3D Reconstruction and Knowledge Distillation to Improve Multi-View Image Models to Explore Spike Volume Estimation in Wheat

Accurate estimation of wheat spike volume is important for yield component analysis and stress resilience assessment, yet field-based measurement remains challenging. Active 3D sensing methods such as Light Detection and Ranging (LiDAR) or time-of-flight (ToF) are sensitive to plant motion or poorly suited to outdoor conditions, while 3D reconstructions are computationally expensive. Direct 2D image processing would offer computational advantages, but image-based models lack explicit geometric information. We therefore propose a hybrid 2D-3D approach with knowledge distillation during training while enabling efficient image-only inference. First, we train a rigid-invariant point cloud network using distance-based histogram features to obtain pose-robust geometric representations. We then combine the 3D model with a proposed multi-view image-based regulated Transformer (RT) in an ensemble architecture. Finally, we distill the ensemble knowledge into a purely image-based student model using either feature-based or label-based distillation.

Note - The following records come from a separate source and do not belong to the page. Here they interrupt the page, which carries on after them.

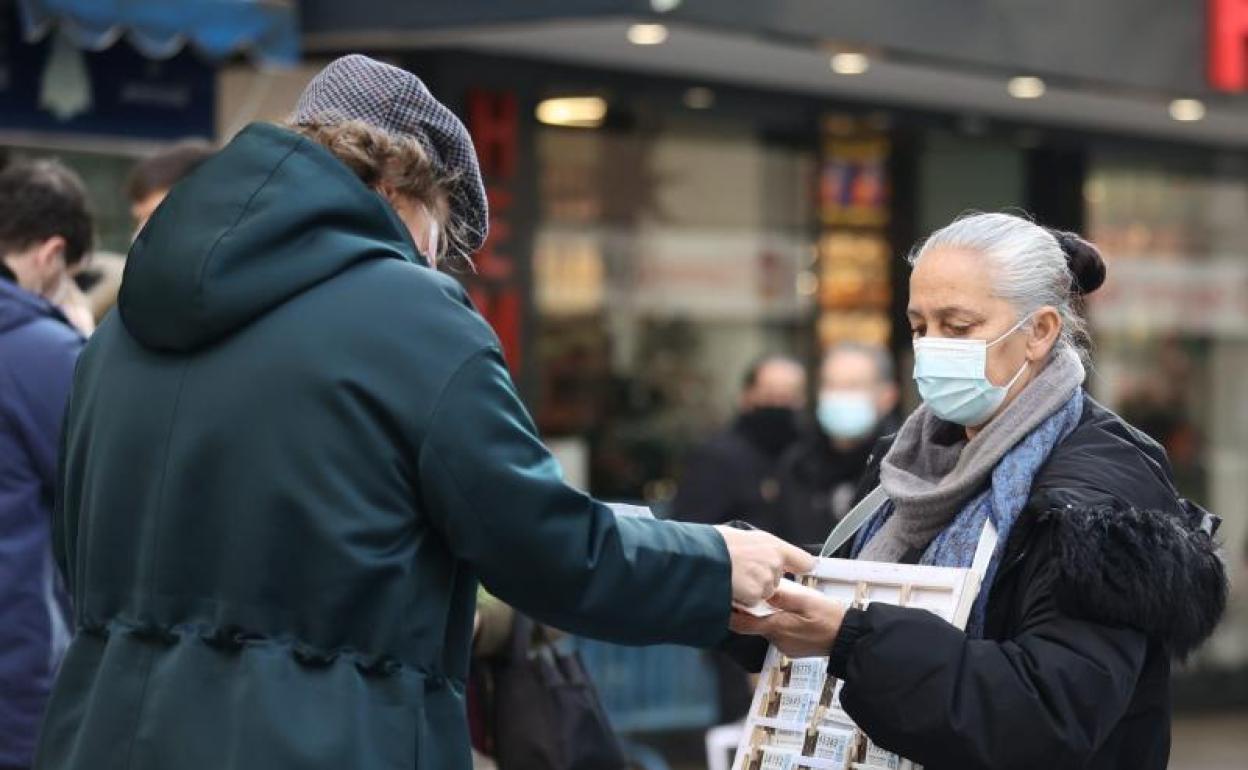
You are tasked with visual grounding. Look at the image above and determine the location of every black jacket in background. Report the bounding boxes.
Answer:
[671,413,796,532]
[730,398,1227,770]
[773,416,900,549]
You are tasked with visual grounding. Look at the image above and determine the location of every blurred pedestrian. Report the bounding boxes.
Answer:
[125,139,213,235]
[0,155,91,769]
[74,139,213,323]
[36,56,811,770]
[671,354,806,532]
[774,342,901,545]
[671,353,806,724]
[734,213,1227,770]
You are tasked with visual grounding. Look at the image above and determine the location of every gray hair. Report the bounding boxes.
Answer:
[824,342,897,384]
[909,213,1104,366]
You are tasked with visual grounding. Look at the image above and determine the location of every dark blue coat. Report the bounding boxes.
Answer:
[0,277,82,766]
[36,125,731,770]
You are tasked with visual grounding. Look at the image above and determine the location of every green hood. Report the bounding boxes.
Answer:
[117,124,424,352]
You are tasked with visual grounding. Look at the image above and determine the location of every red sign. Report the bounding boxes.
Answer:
[1209,0,1248,91]
[467,90,524,373]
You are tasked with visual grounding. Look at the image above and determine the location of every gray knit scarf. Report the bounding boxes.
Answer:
[859,349,1085,562]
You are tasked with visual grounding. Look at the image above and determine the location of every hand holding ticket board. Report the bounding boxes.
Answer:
[715,525,816,607]
[733,578,826,618]
[730,580,845,658]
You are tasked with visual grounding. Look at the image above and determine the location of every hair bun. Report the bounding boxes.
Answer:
[1050,230,1104,295]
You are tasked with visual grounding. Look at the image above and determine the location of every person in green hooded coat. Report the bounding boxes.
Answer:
[36,56,811,770]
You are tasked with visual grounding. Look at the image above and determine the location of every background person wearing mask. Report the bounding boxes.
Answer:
[774,342,900,545]
[671,354,806,532]
[74,139,213,323]
[36,56,812,770]
[125,139,213,235]
[735,213,1227,770]
[671,353,806,723]
[0,161,91,769]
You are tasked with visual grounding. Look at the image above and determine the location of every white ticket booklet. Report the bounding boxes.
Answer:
[733,559,980,770]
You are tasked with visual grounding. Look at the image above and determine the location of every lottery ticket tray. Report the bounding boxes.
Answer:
[733,559,980,770]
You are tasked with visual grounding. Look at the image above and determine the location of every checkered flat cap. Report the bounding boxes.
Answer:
[291,54,489,257]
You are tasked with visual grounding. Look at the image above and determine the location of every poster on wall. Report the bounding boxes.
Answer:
[817,116,892,349]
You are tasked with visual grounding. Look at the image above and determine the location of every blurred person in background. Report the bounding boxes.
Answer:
[671,354,806,532]
[734,213,1227,770]
[773,342,901,545]
[671,353,806,724]
[74,139,213,323]
[0,160,92,770]
[36,55,812,770]
[125,139,213,235]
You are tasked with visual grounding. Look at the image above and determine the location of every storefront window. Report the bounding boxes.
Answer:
[1086,157,1248,664]
[534,120,816,503]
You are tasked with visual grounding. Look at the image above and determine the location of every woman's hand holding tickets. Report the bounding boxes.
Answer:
[730,580,845,658]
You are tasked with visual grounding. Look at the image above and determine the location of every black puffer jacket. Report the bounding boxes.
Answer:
[830,399,1227,770]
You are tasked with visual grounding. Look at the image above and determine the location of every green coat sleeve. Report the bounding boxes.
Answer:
[418,348,731,646]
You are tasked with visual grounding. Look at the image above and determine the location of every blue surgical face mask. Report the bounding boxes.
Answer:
[915,316,1030,427]
[815,391,880,438]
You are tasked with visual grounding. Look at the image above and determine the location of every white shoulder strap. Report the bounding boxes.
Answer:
[971,517,998,584]
[819,487,889,559]
[819,487,998,583]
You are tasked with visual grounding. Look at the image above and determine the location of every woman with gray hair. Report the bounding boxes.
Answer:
[734,213,1227,770]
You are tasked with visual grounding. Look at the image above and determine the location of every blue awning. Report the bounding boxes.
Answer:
[19,0,300,65]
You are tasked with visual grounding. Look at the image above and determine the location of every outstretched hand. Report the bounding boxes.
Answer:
[715,527,815,607]
[730,576,845,658]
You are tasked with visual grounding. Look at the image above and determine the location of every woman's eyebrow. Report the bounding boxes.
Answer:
[934,305,983,322]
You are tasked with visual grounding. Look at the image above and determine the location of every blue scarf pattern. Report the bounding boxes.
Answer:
[851,389,1083,639]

The two distilled RTs reduce the mean absolute error (MAE) from 654.31 mm$^3$ of the non-distilled RT to 639.93 mm$^3$ and 644.62 mm$^3$, and increase correlation from 0.76 to 0.77 and 0.82, respectively. At the same time, inference time is reduced from 160 ms to 1.4 ms per spike. Distillation further mitigates volume-dependent bias and reshapes the latent representation of the image model toward a geometry-aware shape. Our results demonstrate that 3D-informed training of a 2D Transformer allows for scalable and efficient spike volume estimation for high-throughput field phenotyping.